Watching Cameron in action is nerve-wracking, because you keep waiting for things to go horribly wrong. When depressed, he lets the laundry and dishes pile up, and fails to get up to take the children to school on time. But it’s the manic phases that are truly scary, because you don’t really know what Cameron will do. He abandons the children to go on a wild drinking binge at one point, coming back to find himself locked out by his daughters. In another episode, driving erratically, he bundles the girls to a stranger’s home (once family property) and gets in a fight with the owner. For parents, the film plays, in parts, like a horror movie.

But it is made endearing by how hard Cameron tries, despite his failures, and keeps trying. Cameron’s oddities are also an asset; he is an inventive and resourceful father. He cooks elaborate meals and sews costumes. Dressed in bizarre outfits, he takes his children and their friends on grand adventures in the woods, and teaches them karate. It may sound unbearably sweet, but it isn’t, because you never know when Cameron is going to lose control and start screaming.

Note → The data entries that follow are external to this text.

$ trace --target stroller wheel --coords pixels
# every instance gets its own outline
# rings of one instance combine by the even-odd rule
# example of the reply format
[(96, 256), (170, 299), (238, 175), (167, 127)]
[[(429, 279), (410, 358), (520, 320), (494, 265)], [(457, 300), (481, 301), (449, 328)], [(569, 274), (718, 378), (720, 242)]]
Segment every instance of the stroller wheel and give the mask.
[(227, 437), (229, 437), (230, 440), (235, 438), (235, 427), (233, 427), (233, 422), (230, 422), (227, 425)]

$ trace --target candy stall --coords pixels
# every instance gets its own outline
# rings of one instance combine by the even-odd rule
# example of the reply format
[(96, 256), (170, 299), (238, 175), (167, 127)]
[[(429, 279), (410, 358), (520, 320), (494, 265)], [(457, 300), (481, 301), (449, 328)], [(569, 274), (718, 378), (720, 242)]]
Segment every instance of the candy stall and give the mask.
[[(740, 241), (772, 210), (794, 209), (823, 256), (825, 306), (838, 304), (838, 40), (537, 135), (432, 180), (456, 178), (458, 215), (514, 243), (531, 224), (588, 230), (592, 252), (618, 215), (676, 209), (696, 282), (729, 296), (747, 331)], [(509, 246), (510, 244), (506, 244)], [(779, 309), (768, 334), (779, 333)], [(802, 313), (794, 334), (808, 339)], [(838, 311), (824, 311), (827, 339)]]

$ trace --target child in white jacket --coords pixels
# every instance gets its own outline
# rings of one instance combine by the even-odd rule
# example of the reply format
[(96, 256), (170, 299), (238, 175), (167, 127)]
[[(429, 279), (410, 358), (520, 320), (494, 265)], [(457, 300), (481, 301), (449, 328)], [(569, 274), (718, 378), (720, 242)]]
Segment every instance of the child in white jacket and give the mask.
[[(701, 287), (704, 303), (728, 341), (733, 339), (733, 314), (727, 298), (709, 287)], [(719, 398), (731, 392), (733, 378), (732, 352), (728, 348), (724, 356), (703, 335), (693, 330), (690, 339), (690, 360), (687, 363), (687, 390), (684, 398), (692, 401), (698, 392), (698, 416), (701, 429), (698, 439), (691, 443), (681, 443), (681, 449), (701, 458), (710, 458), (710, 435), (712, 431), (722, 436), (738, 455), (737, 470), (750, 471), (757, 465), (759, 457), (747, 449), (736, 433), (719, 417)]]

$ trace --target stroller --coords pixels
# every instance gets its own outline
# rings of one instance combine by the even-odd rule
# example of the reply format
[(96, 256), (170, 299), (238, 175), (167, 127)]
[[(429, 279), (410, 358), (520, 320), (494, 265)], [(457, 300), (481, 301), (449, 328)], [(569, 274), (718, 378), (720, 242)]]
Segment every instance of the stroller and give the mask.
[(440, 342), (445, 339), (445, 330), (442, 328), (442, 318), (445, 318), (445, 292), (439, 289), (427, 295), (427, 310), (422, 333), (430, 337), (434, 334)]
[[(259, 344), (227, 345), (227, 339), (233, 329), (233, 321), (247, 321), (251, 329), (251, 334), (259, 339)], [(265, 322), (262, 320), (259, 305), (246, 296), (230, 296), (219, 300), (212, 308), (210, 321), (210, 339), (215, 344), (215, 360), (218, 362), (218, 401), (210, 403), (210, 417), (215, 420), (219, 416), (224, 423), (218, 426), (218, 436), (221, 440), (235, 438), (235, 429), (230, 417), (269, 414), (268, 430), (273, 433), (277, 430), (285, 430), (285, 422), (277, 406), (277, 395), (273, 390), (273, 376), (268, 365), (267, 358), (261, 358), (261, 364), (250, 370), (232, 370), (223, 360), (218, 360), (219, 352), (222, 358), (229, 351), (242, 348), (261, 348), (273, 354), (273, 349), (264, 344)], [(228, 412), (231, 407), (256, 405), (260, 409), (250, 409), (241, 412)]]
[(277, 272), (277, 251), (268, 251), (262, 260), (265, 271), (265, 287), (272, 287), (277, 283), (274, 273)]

Ruffalo dominates the film and plays the bipolarity with skill. The story is loosely autobiographical, based on the childhood of debut director Maya Forbes, a producer and television writer who got her start on The Larry Sanders Show. Also important to the film are the two daughters, always ready to talk back to their unpredictable father, and very believably played by Imogene Wolodarsky and Ashley Aufderheide. The film may stretch a bit to reach its happy ending, but that seems allowable for a film that is ultimately about the redeeming power of parental responsibility.